Machiavelli: I cannot respond to any of your oratory flourishes. These eloquent recitations have only been made [down] here. To say to a sovereign, "Would you like to step down from your throne for the happiness of your people?" is this not folly? To say to him, "Since you are an emanation of popular suffrage, trust yourself to its fluctuations, allow yourself to discuss them," is this possible? Does not all constituted power have as its first law the defense of itself, not only in its own interests, but in the interests of the people whom it governs?
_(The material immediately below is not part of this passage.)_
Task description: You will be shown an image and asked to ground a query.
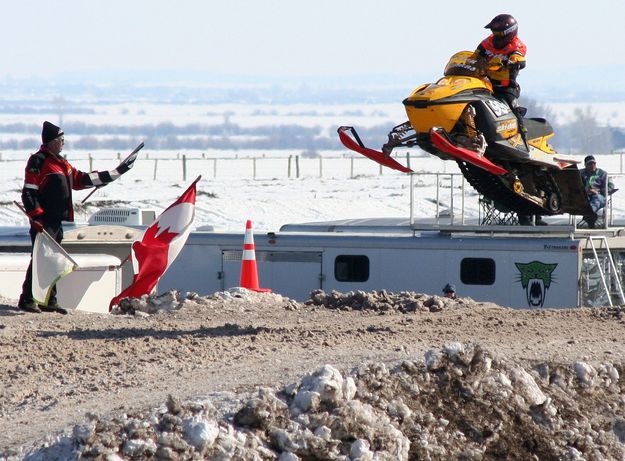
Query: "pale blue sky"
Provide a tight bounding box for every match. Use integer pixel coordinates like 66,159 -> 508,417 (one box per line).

Have I not made the greatest possible sacrifice to the modern principle of equality? Is not a government issued from universal suffrage, in short, the expression of the will of the greatest number of people? You tell me that this principle is the destroyer of public liberties: what can I do about it? When this principle has entered into customs, do you know any means of removing it? And if it cannot be removed, do you know a means of realizing it in the great European societies, other than by the arms of a single man? You are severe concerning the means of government: indicate to me another mode of execution, and if there is none other than absolute power, tell me how this power could separate itself from the special imperfections to which its principle condemns it.
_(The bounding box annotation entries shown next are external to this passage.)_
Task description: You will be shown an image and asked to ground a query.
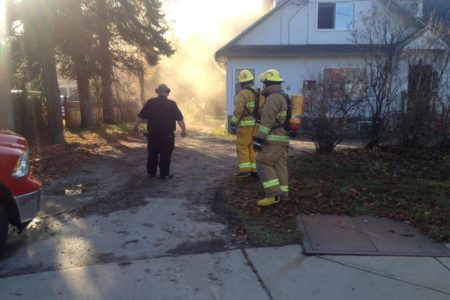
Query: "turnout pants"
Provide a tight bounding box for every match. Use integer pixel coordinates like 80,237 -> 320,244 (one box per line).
147,133 -> 175,176
236,126 -> 256,172
256,144 -> 289,200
No, I would not be a Saint Vincent de Paul, because my subjects would not only need an evangelical soul, but an arm [of strength]; I would not be an Agesilas, nor a Lycurgus, nor a Gracchus, because I would not be among the Spartans, nor among the Romans; I would be at the heart of a voluptuous society, which allies the fury of the pleasures with those of weapons, the transports of strength with those of the senses; [a society] that no longer wants divine authority, paternal authority or religious restraint. Am I the one who created the world in the midst of which I live? I would be such, because it is such. Would I have the power to stop its inclination? No, I could only prolong its life because it would dissolve itself even more quickly if it yielded to itself. I would grasp this society by its vices, because it only presents me with vices; if it had virtues, I would grasp it by them.
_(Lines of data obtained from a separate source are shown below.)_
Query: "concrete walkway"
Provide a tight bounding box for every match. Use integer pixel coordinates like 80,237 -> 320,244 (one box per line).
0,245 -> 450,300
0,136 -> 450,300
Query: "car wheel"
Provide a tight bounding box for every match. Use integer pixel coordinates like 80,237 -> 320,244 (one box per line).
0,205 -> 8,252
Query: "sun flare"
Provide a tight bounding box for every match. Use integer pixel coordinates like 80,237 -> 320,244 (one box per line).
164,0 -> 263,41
But if austere principles could criticize my power, would it be because they underestimate the real services that I would render, my genius and even my grandeur?
I would be the arm, I would be the sword of the Revolutions that cuts off the harbinger breath of the final destruction. I would contain the senseless forces that have no other motivation, at bottom, than the brutality of the instincts that pursue pillage under the veil of principle. If I would discipline these forces, if I would stop their expansion in my homeland -- if only for a century -- would I not deserve its gratitude? Could I not also claim the recognition of the European States that would turn their eyes towards me, as towards Osiris, who, all alone, had the power to captivate the shuddering crowds? Raise your eyes higher and bow before the one who carries upon his forehead the fatal sign of human predestination.
Montesquieu: Exterminating angel, grandson of Tamerlane, you who would reduce the people to the level of Helots: you would not be able to prevent the fact that, somewhere, there would be free souls who would brave you, and their disdain would suffice to safeguard the rights of the human conscience rendered imperceptible by God.
Machiavelli: God protects the strong.
Montesquieu: I beseech you, come to the last links in the chain that you would forge. Tighten it well; use the anvil and the hammer; do all you can. God will protect you: it is he himself who guides your star.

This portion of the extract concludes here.